Now, of course, that doesn’t mean that we aren’t just one day away from some other type of breach, but I think that is one of the biggest challenges that we have is that in our country, the way that privacy laws are written as it relates to health data, HIPAA has certain boundaries that a lot of patients I think don’t fully appreciate and understand, which is to say that HIPAA protects your data, protected health information, it’s called, only when it’s in an application or when it’s in the control of a covered entity like a health insurer or a provider organization. So, like your MyChart app, for example, that many people are familiar with, that’s provided to you by your provider.

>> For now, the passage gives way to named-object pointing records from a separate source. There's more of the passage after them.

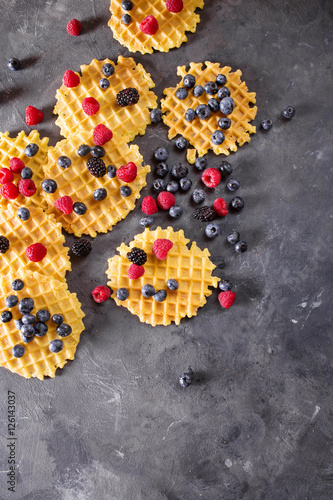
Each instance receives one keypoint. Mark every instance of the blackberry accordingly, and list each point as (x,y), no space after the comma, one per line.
(82,247)
(137,256)
(96,167)
(204,214)
(128,97)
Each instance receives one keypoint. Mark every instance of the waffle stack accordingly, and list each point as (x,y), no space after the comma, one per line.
(190,267)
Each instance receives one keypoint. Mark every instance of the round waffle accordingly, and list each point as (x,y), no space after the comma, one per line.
(199,132)
(78,183)
(190,267)
(126,121)
(172,26)
(47,293)
(11,147)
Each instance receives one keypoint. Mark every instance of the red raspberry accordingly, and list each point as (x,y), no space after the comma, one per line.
(90,106)
(220,207)
(149,206)
(33,115)
(166,200)
(135,271)
(26,187)
(226,299)
(6,175)
(74,27)
(101,135)
(71,79)
(127,173)
(36,252)
(174,5)
(149,25)
(211,177)
(101,293)
(65,204)
(9,191)
(16,165)
(161,248)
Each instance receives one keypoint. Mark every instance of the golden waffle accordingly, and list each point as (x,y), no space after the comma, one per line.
(14,147)
(190,267)
(198,132)
(172,26)
(126,121)
(39,228)
(78,183)
(47,293)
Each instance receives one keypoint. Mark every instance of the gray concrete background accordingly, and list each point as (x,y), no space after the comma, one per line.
(257,424)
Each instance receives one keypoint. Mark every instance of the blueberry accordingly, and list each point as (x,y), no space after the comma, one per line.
(18,351)
(23,214)
(11,301)
(108,69)
(189,81)
(203,112)
(241,246)
(172,284)
(175,211)
(148,291)
(185,183)
(83,150)
(49,186)
(181,93)
(189,115)
(79,208)
(122,294)
(104,83)
(161,154)
(64,162)
(198,90)
(237,203)
(218,137)
(160,296)
(26,173)
(155,115)
(56,345)
(288,112)
(224,123)
(198,195)
(31,150)
(26,305)
(63,330)
(100,194)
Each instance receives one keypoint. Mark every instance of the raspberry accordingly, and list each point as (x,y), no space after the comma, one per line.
(149,205)
(26,187)
(9,191)
(16,165)
(161,248)
(220,207)
(65,204)
(33,115)
(101,135)
(90,106)
(135,271)
(6,175)
(149,25)
(211,177)
(226,299)
(101,293)
(74,27)
(174,5)
(71,79)
(36,252)
(127,173)
(166,200)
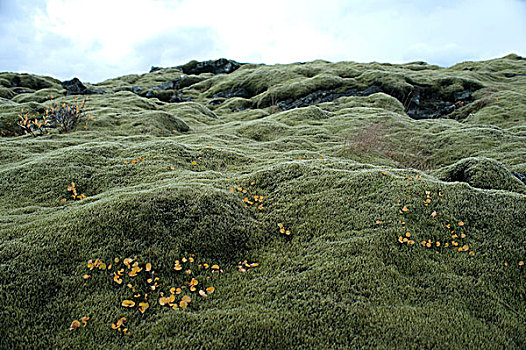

So that’s actually covered by HIPAA and that’s protected by the HIPAA privacy rule, HIPAA security rule. But if you use an app of your own choice, which ONC has done a lot to say, you ought to be able to do that. One of the things that patients need to understand is that if that’s something that you yourself have brought to the table and you’re downloading that information into it, it has crossed the wall of HIPAA protection, so it’s no longer protected by HIPAA-

Carol Vassar, host/producer:

Oh, my goodness.

Micky Tripathi, PhD, HHS:

And now, you are taking full responsibility for the protection of that data.

Carol Vassar, host/producer:

That’s a very important point.

Micky Tripathi, PhD, HHS:

Yeah, that’s a really subtle nuance, and I think that that’s something that I know that organizations like Apple and Epic and others I think have been very good at putting up warnings to let the patient know, just remember the minute you push that button is the minute that you are now taking full responsibility for it. They don’t block people from doing that, but they do want to make sure that people are aware that they are now taking full responsibility for that. That’s something we need to figure out as a country of a general privacy law that would cover things that fall outside of HIPAA.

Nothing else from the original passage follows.